その翼の起こす風で、ミシェルは吹き飛ばされそうになりながら、苔の地面にしがみついた。
「いいかい、ミシェル?」と、女の人は言った。
「今からお前を、元居た場所に送り返してあげる。でも、チャンスはこれっきりだよ? よく用心して、同じ失敗をしないようにね」
抱き上げられ、大鷲の背中に乗せられながら、ミシェルは女の人に問いかけた。
「ここは何処なの? 失敗って?」
「戻ってみれば、分かるさ」
女の人がそう言ったのを最後に、ミシェルを乗せた大鷲は、崖の中を旋回しながら飛び立った。
気づくと、ミシェルは心の中で数を数えていた。
「3…4…5…」
足取りは軽く、ポンポンと跳ねるように歩いている。「6…7…」まで数えて、ミシェルは我に返った。

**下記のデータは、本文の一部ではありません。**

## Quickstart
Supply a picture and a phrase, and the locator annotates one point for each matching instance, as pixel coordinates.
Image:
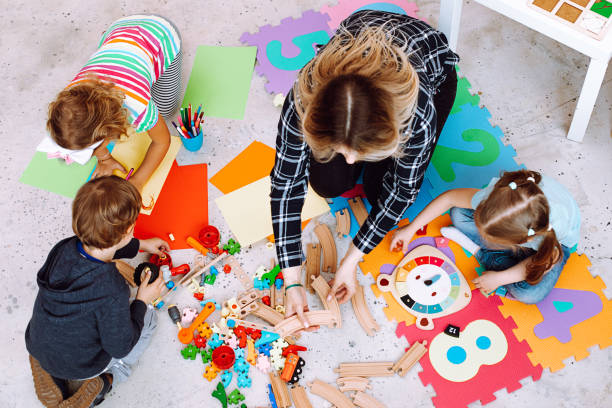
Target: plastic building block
(226, 378)
(265, 349)
(214, 341)
(206, 356)
(219, 393)
(210, 279)
(211, 372)
(243, 380)
(263, 363)
(200, 342)
(204, 330)
(232, 247)
(266, 338)
(241, 365)
(190, 352)
(235, 397)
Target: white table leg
(450, 17)
(586, 101)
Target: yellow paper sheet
(247, 210)
(131, 151)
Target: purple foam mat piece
(279, 80)
(584, 305)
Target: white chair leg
(586, 101)
(450, 17)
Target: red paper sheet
(181, 208)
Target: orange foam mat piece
(575, 316)
(252, 164)
(181, 208)
(382, 257)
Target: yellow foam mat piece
(596, 330)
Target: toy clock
(428, 285)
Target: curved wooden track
(322, 288)
(362, 312)
(330, 254)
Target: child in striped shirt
(133, 76)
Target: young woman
(374, 99)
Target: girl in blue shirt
(522, 228)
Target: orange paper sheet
(253, 163)
(181, 208)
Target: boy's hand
(155, 246)
(401, 238)
(149, 292)
(106, 168)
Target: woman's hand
(148, 292)
(344, 283)
(401, 238)
(155, 246)
(106, 168)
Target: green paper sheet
(220, 80)
(55, 175)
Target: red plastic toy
(180, 270)
(209, 237)
(165, 259)
(223, 357)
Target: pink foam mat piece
(490, 378)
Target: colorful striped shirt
(133, 53)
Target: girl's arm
(160, 142)
(491, 280)
(459, 197)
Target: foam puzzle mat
(501, 341)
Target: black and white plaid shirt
(429, 53)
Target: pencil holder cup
(193, 144)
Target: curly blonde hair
(86, 113)
(360, 92)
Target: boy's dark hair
(103, 211)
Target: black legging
(337, 176)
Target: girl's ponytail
(548, 254)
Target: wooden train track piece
(363, 400)
(322, 288)
(376, 369)
(279, 388)
(328, 245)
(353, 384)
(243, 277)
(187, 278)
(268, 314)
(127, 271)
(299, 397)
(410, 358)
(316, 318)
(313, 264)
(343, 223)
(358, 209)
(331, 394)
(362, 312)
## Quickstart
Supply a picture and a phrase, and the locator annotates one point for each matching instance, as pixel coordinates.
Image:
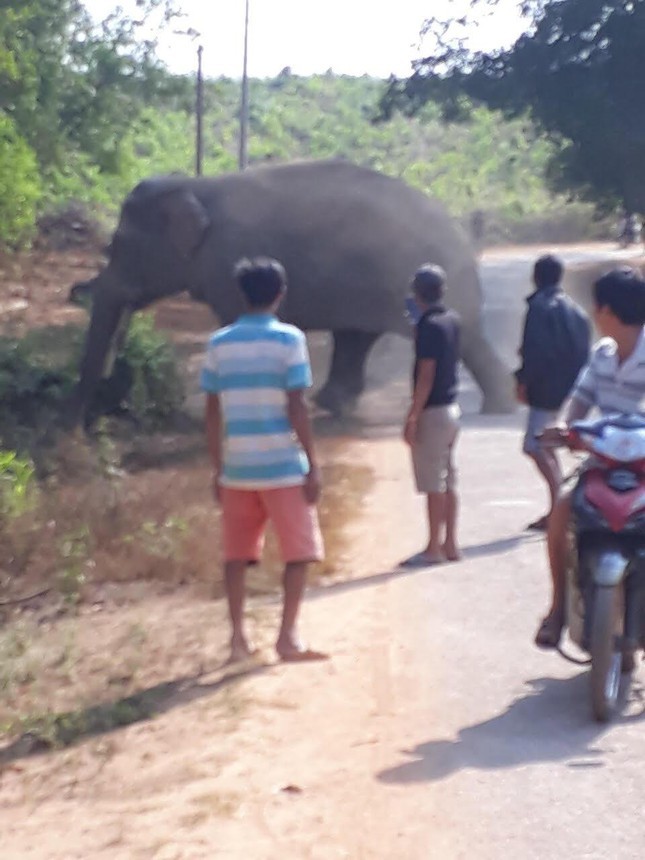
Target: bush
(16, 484)
(20, 187)
(157, 389)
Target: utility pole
(199, 114)
(244, 105)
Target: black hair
(429, 282)
(547, 271)
(261, 280)
(622, 290)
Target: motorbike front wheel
(606, 657)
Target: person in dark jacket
(432, 423)
(555, 347)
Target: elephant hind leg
(489, 372)
(346, 379)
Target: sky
(352, 37)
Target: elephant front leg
(346, 379)
(489, 372)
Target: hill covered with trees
(87, 111)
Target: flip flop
(302, 655)
(421, 559)
(539, 525)
(550, 631)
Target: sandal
(550, 631)
(539, 525)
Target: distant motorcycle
(630, 232)
(605, 606)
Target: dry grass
(108, 642)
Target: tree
(64, 80)
(578, 71)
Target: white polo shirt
(612, 387)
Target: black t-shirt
(437, 337)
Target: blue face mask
(412, 312)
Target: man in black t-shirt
(432, 423)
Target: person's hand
(216, 487)
(312, 485)
(552, 437)
(410, 430)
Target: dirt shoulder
(262, 761)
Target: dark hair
(622, 290)
(429, 282)
(547, 271)
(261, 280)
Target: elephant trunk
(108, 325)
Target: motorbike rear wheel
(606, 657)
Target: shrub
(20, 187)
(157, 389)
(16, 484)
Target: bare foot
(291, 651)
(240, 651)
(451, 552)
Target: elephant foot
(336, 400)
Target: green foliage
(577, 72)
(39, 370)
(20, 187)
(157, 388)
(74, 551)
(17, 490)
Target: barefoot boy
(261, 446)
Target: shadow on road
(495, 547)
(54, 731)
(549, 724)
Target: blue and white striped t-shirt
(251, 365)
(610, 386)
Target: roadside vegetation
(86, 111)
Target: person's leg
(451, 544)
(243, 522)
(234, 582)
(295, 577)
(545, 459)
(298, 532)
(437, 511)
(549, 467)
(550, 629)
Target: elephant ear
(186, 220)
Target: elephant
(350, 239)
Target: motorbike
(605, 605)
(630, 233)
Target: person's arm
(298, 413)
(214, 438)
(426, 370)
(298, 379)
(575, 407)
(530, 353)
(210, 383)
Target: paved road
(494, 753)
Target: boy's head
(262, 282)
(547, 271)
(619, 300)
(428, 284)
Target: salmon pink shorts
(245, 514)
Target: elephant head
(162, 225)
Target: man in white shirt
(613, 382)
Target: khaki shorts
(245, 514)
(432, 453)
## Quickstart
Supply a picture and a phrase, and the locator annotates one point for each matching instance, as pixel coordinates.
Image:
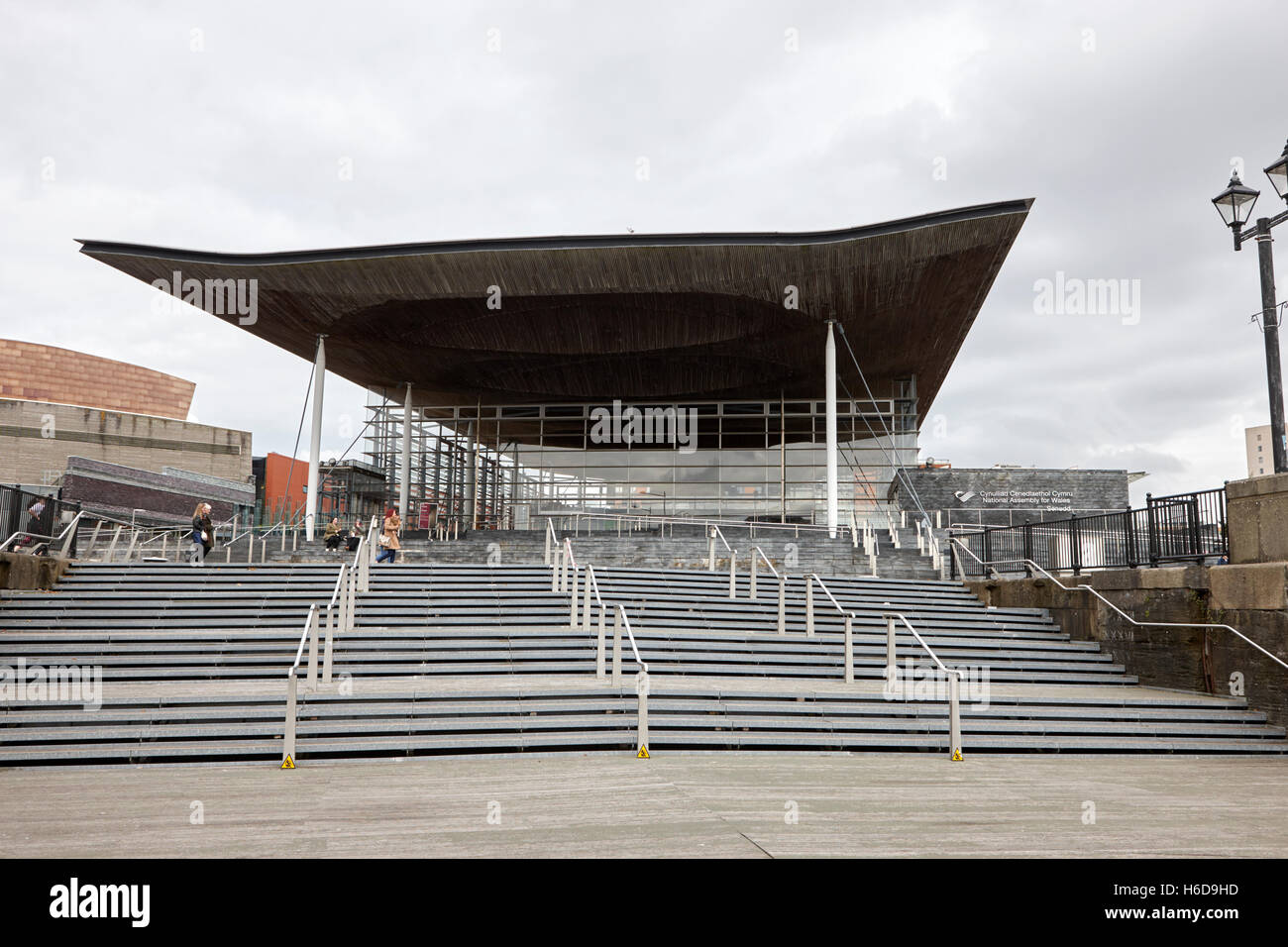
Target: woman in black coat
(207, 528)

辺りは日が陰り、目の前には、八つ目の踏み石がある。ツルツルに磨かれた表面が、少し水に濡れている。
「そうだ。ここで足を滑らせたんだ」
そう気づくと同時に、遠くからミシェルを呼ぶ声が聞こえてきた。
「ミシェル!!どこに行ってたの?!」
よっぽどどこかを探し回って来たのか、少しヒステリックにしわがれた声が叫んだ。
その声を主を、白髪を紫色に染めた、ピンクのカーディガンのおばあさん…と、ミシェルは思った。
そして、その人が、ミシェルがつい半日前まで甘えていた「ママ」であると思い出した。
紫の髪のおばあさんは、ミシェルを抱き上げると、ミシェルの小さな額と頭の上の1対の耳をぐしゃぐしゃにするように頬ずりをした。
「こんなに凍えて。さぁ、おうちへ帰りましょ」
ミシェルはぼんやりしたまま、「ママ」に抱えられて踏み石のある裏庭を後にした。
その日の傾きかけた空の上を、大きな白い鳥の影が飛んで行くところだった。